Both lawmakers said the legislation would remove an obstacle that keeps convicts out of college, but would still allow universities to get the information that they need later in the admissions process.

“I do think the question inhibits many of them from even applying. And that is really the point that we’re trying to make and the hurdle we’re trying to overcome,” McIntosh said.

Del. Erek Barron (D-Prince George’s), a co-sponsor, said that having a question about past convictions on a college applications constitutes “unnecessary scrutiny” of ex-offenders.

“We expect Marylanders who have criminal histories to have learned their lesson and move on to productive, positive citizenship,” Barron said. “But [they] are often thwarted when they encounter college applications that ask if they have ever been convicted of crimes.”

Some legislators argue that the measure may be too broad. During a recent hearing, they questioned whether the state should impose the law on private universities, whether schools should be able to rescind an applicant’s acceptance after a background check is conducted and whether it made sense not to know if applicants have been charged with violent crimes.

“The institutions have a responsibility for their students and their safety,” said Sen. Bryan W. Simonaire (R-Anne Arundel), a member of Conway’s committee.

More than 600 colleges across the country use the Common Application, which has asked applicants about their criminal history since 2006. After the Obama administration urged colleges last year to consider dropping the question, the Common Application changed its wording but continued to ask about criminal convictions.

Joann Boughman, senior vice chancellor for academic affairs at the University System of Maryland, testified against the bill. Responding “yes” to the question does not disqualify an applicant from being admitted, Boughman said. Rather, it allows a college or university to assess the applicant’s qualifications, provide support and guide the applicant on fields of study.

A 2013 survey of 50 Maryland colleges showed that 40 percent included a question about criminal history on their online applications. Natalie J. Sokoloff, a professor emerita of sociology at John Jay College of Criminal Justice who conducted the study, found that private and four-year colleges were more likely to include the question than other institutions.

The applications from prospective students with criminal histories were forwarded to a special review committee, Sokoloff said, and most schools offered an appeals process to applicants who were rejected because of their past.

Among those who testified in support of the bill was Chris Wilson, who was sentenced to life in prison for first-degree murder in 1997, when he was barely 18. While locked up, he learned foreign languages and earned his high school equivalency and an associate’s degree.

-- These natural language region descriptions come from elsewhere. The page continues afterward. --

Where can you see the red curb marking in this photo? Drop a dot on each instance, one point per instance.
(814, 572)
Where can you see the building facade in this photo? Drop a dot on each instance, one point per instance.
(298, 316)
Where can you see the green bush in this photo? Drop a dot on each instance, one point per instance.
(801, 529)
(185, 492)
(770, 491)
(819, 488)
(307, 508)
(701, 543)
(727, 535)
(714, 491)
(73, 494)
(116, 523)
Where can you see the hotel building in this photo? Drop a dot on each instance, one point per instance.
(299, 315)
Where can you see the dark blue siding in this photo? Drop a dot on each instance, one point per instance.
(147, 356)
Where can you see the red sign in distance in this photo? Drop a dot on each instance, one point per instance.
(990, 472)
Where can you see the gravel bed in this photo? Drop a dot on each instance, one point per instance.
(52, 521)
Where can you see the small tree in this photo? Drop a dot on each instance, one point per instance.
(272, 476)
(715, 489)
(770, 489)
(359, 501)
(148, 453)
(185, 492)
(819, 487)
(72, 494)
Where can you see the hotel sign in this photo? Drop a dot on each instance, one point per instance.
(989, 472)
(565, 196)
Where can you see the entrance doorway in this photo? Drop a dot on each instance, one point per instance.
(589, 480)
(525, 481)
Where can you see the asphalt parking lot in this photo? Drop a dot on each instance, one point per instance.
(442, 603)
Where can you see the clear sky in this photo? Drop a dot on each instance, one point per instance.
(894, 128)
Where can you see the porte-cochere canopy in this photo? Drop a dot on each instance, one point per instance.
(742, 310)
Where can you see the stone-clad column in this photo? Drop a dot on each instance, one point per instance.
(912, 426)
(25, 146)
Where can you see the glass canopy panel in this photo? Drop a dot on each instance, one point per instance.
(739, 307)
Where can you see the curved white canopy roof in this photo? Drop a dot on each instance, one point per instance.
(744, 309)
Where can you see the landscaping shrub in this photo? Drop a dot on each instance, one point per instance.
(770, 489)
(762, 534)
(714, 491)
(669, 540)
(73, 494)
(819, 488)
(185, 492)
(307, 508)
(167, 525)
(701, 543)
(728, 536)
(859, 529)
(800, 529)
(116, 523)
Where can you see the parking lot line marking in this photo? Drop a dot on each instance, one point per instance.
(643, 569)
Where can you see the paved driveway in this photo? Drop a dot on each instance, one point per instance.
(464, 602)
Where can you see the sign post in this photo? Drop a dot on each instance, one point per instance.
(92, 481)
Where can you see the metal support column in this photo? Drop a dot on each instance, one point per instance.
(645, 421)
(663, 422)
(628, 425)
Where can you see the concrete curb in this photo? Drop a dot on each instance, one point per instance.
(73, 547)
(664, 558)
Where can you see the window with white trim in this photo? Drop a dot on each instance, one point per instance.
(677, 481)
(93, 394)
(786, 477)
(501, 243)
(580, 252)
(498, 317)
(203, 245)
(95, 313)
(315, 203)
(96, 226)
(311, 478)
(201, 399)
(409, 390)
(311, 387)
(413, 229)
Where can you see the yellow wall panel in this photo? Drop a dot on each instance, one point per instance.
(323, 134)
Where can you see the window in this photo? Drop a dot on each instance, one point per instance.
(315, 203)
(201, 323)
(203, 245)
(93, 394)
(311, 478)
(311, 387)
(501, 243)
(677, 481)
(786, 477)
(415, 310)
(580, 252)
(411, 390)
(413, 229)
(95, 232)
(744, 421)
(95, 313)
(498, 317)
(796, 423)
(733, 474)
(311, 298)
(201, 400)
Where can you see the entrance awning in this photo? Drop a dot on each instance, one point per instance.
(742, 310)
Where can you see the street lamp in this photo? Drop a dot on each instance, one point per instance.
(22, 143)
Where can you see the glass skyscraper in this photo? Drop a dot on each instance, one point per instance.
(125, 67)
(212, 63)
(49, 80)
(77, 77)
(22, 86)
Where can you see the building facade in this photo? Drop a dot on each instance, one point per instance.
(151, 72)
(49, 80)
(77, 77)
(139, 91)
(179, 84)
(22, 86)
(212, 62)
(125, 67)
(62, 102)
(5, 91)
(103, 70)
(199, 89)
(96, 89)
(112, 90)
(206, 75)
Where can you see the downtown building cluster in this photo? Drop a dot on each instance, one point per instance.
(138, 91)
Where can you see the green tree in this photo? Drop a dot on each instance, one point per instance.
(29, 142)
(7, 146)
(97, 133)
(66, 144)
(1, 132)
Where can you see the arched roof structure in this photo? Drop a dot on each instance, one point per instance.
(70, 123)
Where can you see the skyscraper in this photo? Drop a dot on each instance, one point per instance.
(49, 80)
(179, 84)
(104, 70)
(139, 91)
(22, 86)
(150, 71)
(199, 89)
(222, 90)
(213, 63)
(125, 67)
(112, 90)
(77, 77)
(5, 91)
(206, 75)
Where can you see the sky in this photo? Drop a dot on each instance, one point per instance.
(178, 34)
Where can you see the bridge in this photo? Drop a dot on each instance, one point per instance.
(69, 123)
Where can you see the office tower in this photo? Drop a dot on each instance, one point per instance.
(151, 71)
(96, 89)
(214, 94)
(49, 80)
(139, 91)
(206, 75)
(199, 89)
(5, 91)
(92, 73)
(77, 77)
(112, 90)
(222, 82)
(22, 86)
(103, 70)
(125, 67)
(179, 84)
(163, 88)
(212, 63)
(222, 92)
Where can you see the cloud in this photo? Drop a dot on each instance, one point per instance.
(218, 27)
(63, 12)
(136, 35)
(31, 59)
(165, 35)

Wilson was released in 2011 and was admitted to the University of Baltimore after writing a letter to the admissions office to explain his incarceration. Today, he owns a construction company and a furniture restoration business. He employees other ex-offenders and is still taking university courses so he can earn a bachelor’s degree.

“I wouldn’t be here if I didn’t get a second chance,” Wilson told lawmakers.

Andrisse testified that going to graduate school was a “game-changer” for him, one that he said would have come much more easily had he not been asked about criminal convictions on his applications.

“As small as that one sentence may be, it is a mountainous barrier to someone like myself,” Andrisse said.